The rentcle concept is a simple one. It is a system where the property owner can let it out to a tenant, called rentcle, for the time it takes to clear a lease. With rentcle, not only does the property owner get to avoid foreclosure, but he also gets to have a nice monthly income. However, do they work? And how do they work in your situation?
Rentcle has proven to be an effective rent suppression method for some investors in commercial real estate. A rentcle agreement is entered into with a tenant that agrees to pay rent and avoid foreclosure. In this case, it is almost impossible for the tenant to pay back the rent and reclaim the house, and rentcle offers them the opportunity to rent back the home or apartment at market value through a short sale process.
How does rentcle work? The answer is simple. Once a tenant signs a rentcle agreement with the property owner, the house or apartment is put into a short sale escrow account. The escrow company handles the foreclosure proceedings, selling the house at a trustee sale to the highest bidder on the day of the auction if there are no buyers, and holding the deed in escrow until the house or apartment sells at a public foreclosure auction.
During the time the property is going through this process, rent collection can take place. This is done by sending rent payments to the owner of the property. If no money is collected, or the amount of rent collected is not enough to cover the balance due on the mortgage, the property will go into foreclosure and the rent back company will hold the deed to the house until the full mortgage amount has been paid. At that time, the owner can sell the property back to the rent back investor. The investor then becomes the new owner and responsible for paying back the mortgage.
Some investors may choose to hold onto the property for just a few months and rent it back later when the property is up for sale. However, some investors will put their houses in rent back facilities for as long as three years. They may have to pay a small fee for rent but at the end of the agreement they can buy back the house. It all depends on the amount of rent the investor is willing to pay.

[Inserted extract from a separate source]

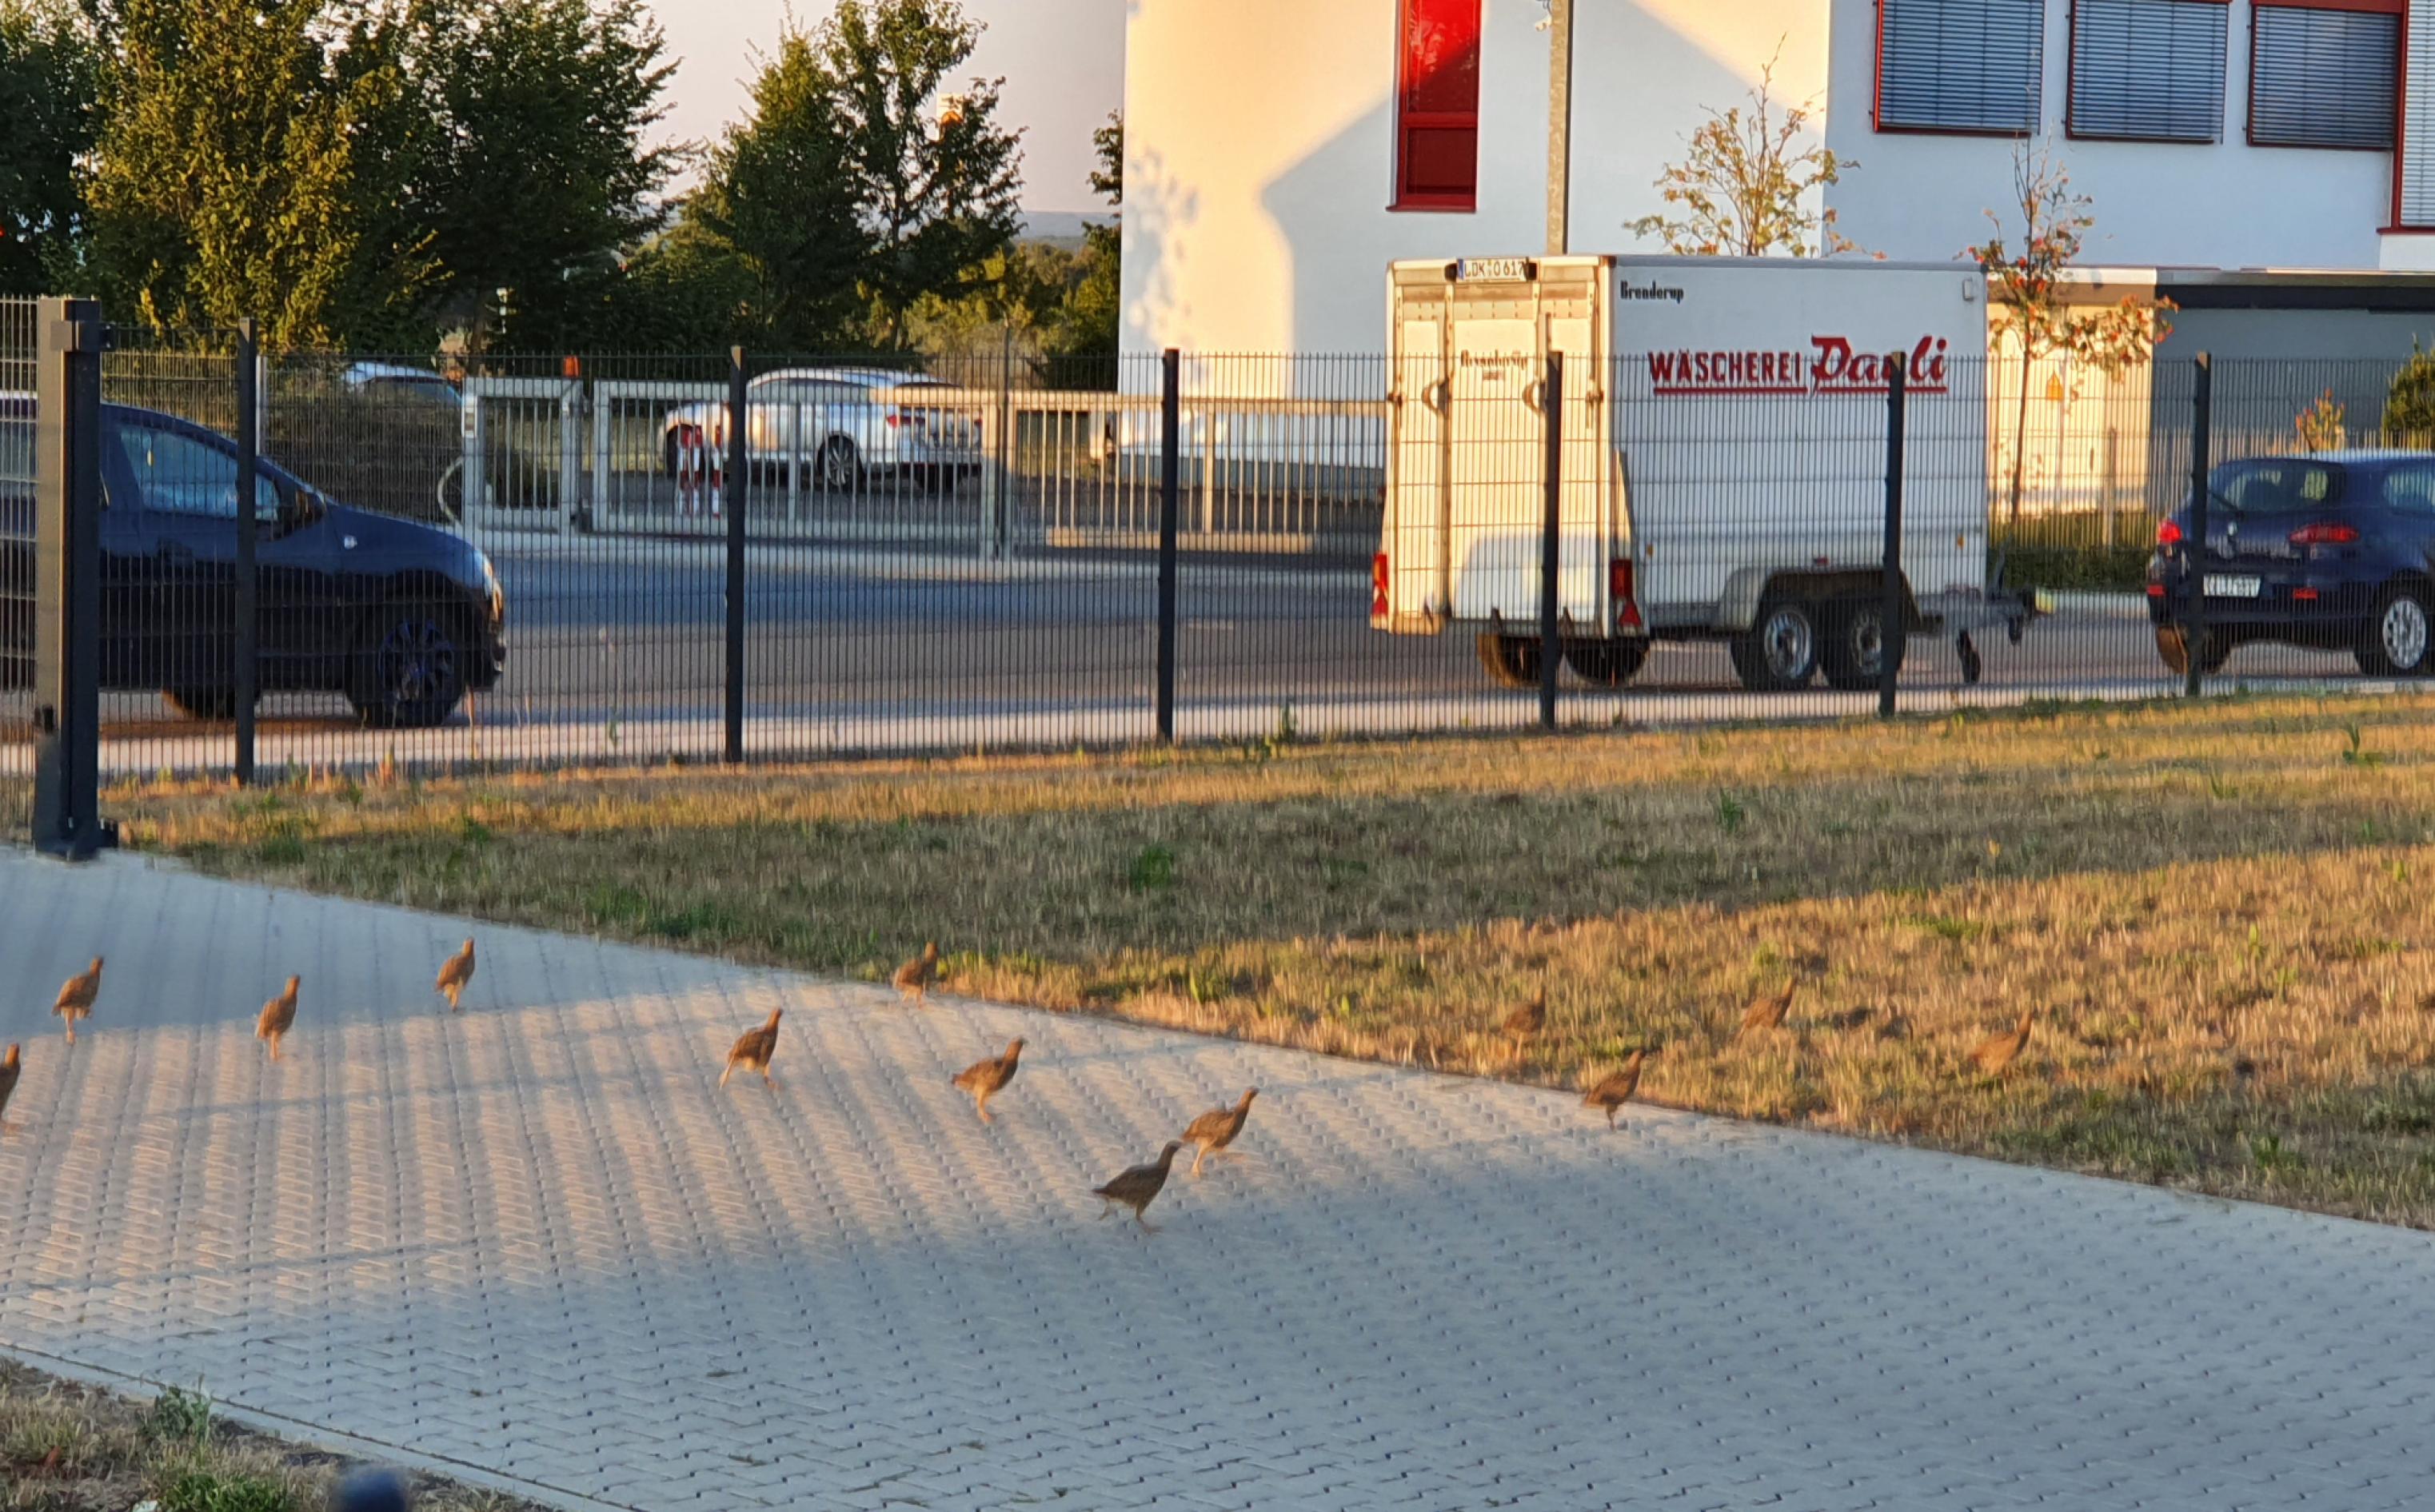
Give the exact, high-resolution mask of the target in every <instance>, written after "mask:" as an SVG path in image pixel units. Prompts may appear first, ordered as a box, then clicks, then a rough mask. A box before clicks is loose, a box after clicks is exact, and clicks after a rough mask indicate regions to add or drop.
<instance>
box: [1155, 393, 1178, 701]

How does RentCLE work? First, any missed payments on the property are added to the principal amount due on the principal. Interest is added on to the principal as well. Then, each month that the property is in the rent back program, the total principal amount due is decreased (since the investors own the property). Payments are sent to the address provided by the investor when rent is due.
There are two ways to qualify for RentCLE. First, you must be a homeowner (the property owner). Second, you can also be a non-homeowner who lives in the house but needs to rent it out (a subtenant). Either way, you are still investing in your house and taking advantage of the lower rates. If you have either a credit or mortgage history, it won’t matter because RentCLE doesn’t consider either one when determining your eligibility because it is not a credit or mortgage facility.
The nice thing about RentCLE is that you don’t have to worry about the property going to waste if you don’t pay rent. Your property is safe and you will have a monthly income (rent) that you can use to buy back your home when the time comes. It’s an easy way to get your house rent paid while still investing in yourself and your property.